Scaling by \(2 + \sqrt{5}\) in the first two coordinates amounts to replacing each vertex with the sum of twice itself and its five neighbors—thus taking dots to other dots. In the last two coordinates, this becomes scaling by \(2 - \sqrt{5}\), and the miracle stems from the fact that \[ (2 + \sqrt{5})(2 - \sqrt{5}) = -1 . \] That is, this scaling is what we'd obtain with a zoom factor of \(2 + \sqrt{5}\).
This also occurs in the 2-D quasicrystal with 5-fold symmetry, for which a related phenomenon is illustrated by the game Lucy and Lily.
What we're looking for is a group of symmetries \(G\) of a higher-dimensional lattice \(\mathbf{Z}^n \subset \mathbf{R}^n\), along with a 3-plane \(V \subset \mathbf{R}^n\) (the slice) on which \(G\) acts irreducibly (the non-2-D condition, which amounts to not having an axis).

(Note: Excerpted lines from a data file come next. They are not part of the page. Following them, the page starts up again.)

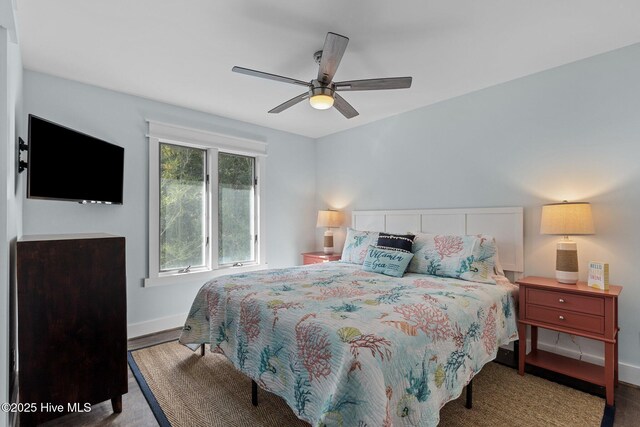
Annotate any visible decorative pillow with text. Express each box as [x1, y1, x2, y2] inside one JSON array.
[[362, 245, 414, 277]]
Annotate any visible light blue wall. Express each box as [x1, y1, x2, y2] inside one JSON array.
[[0, 27, 10, 427], [1, 11, 23, 426], [22, 71, 317, 332], [316, 43, 640, 383]]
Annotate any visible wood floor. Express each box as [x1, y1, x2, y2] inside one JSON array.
[[39, 328, 640, 427]]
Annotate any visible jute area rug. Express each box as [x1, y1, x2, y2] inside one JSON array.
[[129, 341, 605, 427]]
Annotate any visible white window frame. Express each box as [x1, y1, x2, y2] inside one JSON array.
[[145, 120, 267, 287]]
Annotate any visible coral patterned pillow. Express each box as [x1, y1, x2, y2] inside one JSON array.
[[408, 233, 498, 284], [340, 228, 380, 265]]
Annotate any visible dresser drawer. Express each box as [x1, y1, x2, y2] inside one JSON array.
[[526, 304, 604, 335], [526, 288, 604, 316]]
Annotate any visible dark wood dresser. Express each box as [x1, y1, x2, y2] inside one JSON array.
[[17, 233, 127, 426]]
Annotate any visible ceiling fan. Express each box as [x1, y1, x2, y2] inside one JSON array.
[[232, 32, 413, 119]]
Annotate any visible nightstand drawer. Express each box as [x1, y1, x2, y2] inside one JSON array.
[[526, 304, 604, 335], [302, 252, 341, 265], [305, 258, 330, 265], [526, 288, 604, 316]]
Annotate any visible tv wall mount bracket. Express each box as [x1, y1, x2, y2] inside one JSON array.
[[18, 137, 28, 173]]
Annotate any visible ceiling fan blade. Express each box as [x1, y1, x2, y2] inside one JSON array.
[[333, 93, 359, 119], [317, 32, 349, 84], [232, 66, 310, 87], [335, 77, 412, 91], [268, 92, 310, 114]]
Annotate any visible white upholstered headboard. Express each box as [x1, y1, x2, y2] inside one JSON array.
[[352, 207, 524, 275]]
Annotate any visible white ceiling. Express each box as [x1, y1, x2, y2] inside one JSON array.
[[17, 0, 640, 139]]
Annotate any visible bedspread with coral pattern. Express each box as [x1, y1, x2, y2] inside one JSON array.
[[179, 262, 518, 426]]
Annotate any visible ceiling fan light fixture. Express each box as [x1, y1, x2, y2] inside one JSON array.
[[310, 94, 334, 110], [309, 82, 335, 110]]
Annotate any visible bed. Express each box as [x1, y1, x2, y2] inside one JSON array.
[[179, 207, 523, 426]]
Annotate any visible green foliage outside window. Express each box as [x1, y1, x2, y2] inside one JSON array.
[[219, 152, 255, 264], [160, 143, 206, 271], [160, 145, 256, 271]]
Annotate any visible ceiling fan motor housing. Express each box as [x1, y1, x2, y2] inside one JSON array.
[[309, 79, 335, 98]]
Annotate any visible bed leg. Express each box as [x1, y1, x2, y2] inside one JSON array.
[[513, 339, 519, 367], [465, 379, 473, 409], [252, 380, 258, 406], [200, 343, 205, 356]]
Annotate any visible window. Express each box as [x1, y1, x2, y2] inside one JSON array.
[[218, 153, 256, 265], [160, 143, 208, 272], [146, 121, 267, 286]]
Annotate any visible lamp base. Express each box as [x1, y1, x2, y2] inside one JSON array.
[[323, 230, 334, 255], [556, 270, 579, 284], [556, 239, 579, 284]]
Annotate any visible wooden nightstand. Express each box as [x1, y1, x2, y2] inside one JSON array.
[[302, 252, 341, 265], [516, 276, 622, 406]]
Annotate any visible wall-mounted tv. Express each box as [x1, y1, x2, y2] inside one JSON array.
[[27, 115, 124, 204]]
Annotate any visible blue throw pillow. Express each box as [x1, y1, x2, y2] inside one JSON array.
[[362, 245, 414, 278]]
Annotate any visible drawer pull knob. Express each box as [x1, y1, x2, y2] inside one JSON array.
[[558, 298, 565, 303], [559, 315, 565, 320]]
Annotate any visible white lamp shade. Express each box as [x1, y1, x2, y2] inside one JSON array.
[[540, 202, 595, 235], [316, 210, 344, 228]]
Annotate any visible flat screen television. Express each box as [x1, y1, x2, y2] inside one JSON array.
[[27, 115, 124, 204]]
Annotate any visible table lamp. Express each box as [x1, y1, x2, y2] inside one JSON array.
[[317, 210, 344, 254], [540, 201, 594, 284]]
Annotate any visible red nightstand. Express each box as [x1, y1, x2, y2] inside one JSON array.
[[516, 276, 622, 406], [302, 252, 341, 265]]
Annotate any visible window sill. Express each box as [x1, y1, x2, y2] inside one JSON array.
[[144, 263, 269, 288]]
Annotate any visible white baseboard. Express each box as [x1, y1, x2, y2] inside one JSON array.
[[532, 339, 640, 387], [127, 313, 186, 338]]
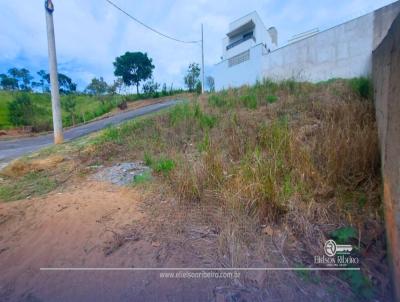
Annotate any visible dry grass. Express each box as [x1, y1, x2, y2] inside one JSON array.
[[1, 79, 386, 300], [1, 155, 65, 177], [81, 78, 381, 234]]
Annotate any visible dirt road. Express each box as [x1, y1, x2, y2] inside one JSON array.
[[0, 100, 179, 165]]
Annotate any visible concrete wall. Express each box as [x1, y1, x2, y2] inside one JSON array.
[[211, 1, 400, 90], [263, 13, 374, 81], [373, 12, 400, 301], [213, 43, 266, 90]]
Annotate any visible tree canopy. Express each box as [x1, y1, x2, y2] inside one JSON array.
[[184, 63, 200, 92], [0, 68, 33, 91], [85, 77, 109, 95], [113, 52, 154, 94], [43, 73, 77, 94]]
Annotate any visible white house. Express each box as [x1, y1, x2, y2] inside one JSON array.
[[221, 11, 277, 60], [211, 11, 277, 90], [210, 2, 400, 91]]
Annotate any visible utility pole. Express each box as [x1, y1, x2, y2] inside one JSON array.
[[45, 0, 63, 144], [201, 24, 205, 94]]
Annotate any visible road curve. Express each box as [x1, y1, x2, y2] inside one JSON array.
[[0, 100, 179, 164]]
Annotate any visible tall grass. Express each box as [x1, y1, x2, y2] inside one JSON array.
[[5, 78, 382, 298], [80, 78, 381, 276]]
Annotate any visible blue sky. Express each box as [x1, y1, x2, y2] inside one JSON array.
[[0, 0, 396, 91]]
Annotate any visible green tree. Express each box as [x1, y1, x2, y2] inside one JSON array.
[[0, 74, 19, 90], [62, 95, 77, 125], [19, 68, 33, 91], [44, 72, 77, 94], [206, 76, 215, 92], [58, 73, 77, 94], [36, 70, 50, 92], [108, 78, 124, 95], [8, 93, 34, 126], [113, 52, 155, 95], [86, 77, 109, 95], [184, 63, 200, 92], [161, 83, 168, 96], [7, 68, 33, 91], [195, 81, 202, 94], [142, 79, 160, 96]]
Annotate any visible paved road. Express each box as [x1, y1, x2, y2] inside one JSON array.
[[0, 100, 179, 165]]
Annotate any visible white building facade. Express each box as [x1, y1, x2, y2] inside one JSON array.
[[210, 2, 400, 91]]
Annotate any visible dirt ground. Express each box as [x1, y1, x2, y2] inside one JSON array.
[[0, 181, 223, 301], [0, 178, 374, 302], [0, 182, 242, 301]]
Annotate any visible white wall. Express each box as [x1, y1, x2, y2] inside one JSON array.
[[262, 13, 374, 82], [212, 44, 265, 91], [210, 1, 400, 90]]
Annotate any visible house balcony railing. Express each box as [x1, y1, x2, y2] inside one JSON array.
[[226, 34, 255, 50]]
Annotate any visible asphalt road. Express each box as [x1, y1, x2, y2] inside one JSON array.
[[0, 100, 179, 165]]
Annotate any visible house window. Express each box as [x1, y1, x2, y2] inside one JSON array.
[[226, 31, 255, 50], [228, 50, 250, 67]]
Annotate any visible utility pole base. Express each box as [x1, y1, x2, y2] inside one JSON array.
[[54, 134, 64, 144]]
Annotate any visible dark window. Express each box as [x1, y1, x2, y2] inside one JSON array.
[[226, 31, 255, 50]]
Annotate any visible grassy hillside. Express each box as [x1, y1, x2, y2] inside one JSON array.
[[0, 89, 186, 131], [0, 91, 14, 128], [0, 91, 125, 130], [0, 78, 387, 300]]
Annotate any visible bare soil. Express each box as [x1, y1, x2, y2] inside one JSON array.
[[0, 181, 221, 301], [0, 178, 342, 302]]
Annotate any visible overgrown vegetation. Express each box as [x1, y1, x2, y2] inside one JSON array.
[[0, 90, 186, 130], [0, 78, 387, 300], [1, 91, 122, 130]]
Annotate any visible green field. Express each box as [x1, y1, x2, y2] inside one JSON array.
[[0, 91, 14, 128], [0, 91, 124, 130], [0, 89, 185, 131]]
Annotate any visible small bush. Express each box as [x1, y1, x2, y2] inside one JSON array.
[[240, 94, 257, 109], [208, 95, 228, 108], [144, 152, 153, 166], [132, 170, 152, 185], [169, 103, 193, 125], [153, 157, 175, 175], [8, 93, 34, 126], [195, 81, 202, 94], [266, 95, 278, 104], [349, 77, 372, 99]]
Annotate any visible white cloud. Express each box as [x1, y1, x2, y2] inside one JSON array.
[[0, 0, 396, 89]]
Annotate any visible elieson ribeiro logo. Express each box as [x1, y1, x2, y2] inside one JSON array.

Of the seven non-axial point groups in 3 dimensions, only the two icosahedral groups don't already preserve an ordinary 3-D lattice. These are the alternating group \(A_5\) and the product \(A_5 \times \{\pm 1\}\); so it suffices to find a list of representations of \(A_5\) over integers and real numbers.
(One detail remains: \(A_5\) might only be the quotient of \(G\) by a normal subgroup \(N\). Fortunately, the map \[ x \mapsto \sum_{g \in N} gx \] is an endomorphism of \(\mathbf{Z}^n\) on whose image \(A_5\) acts.)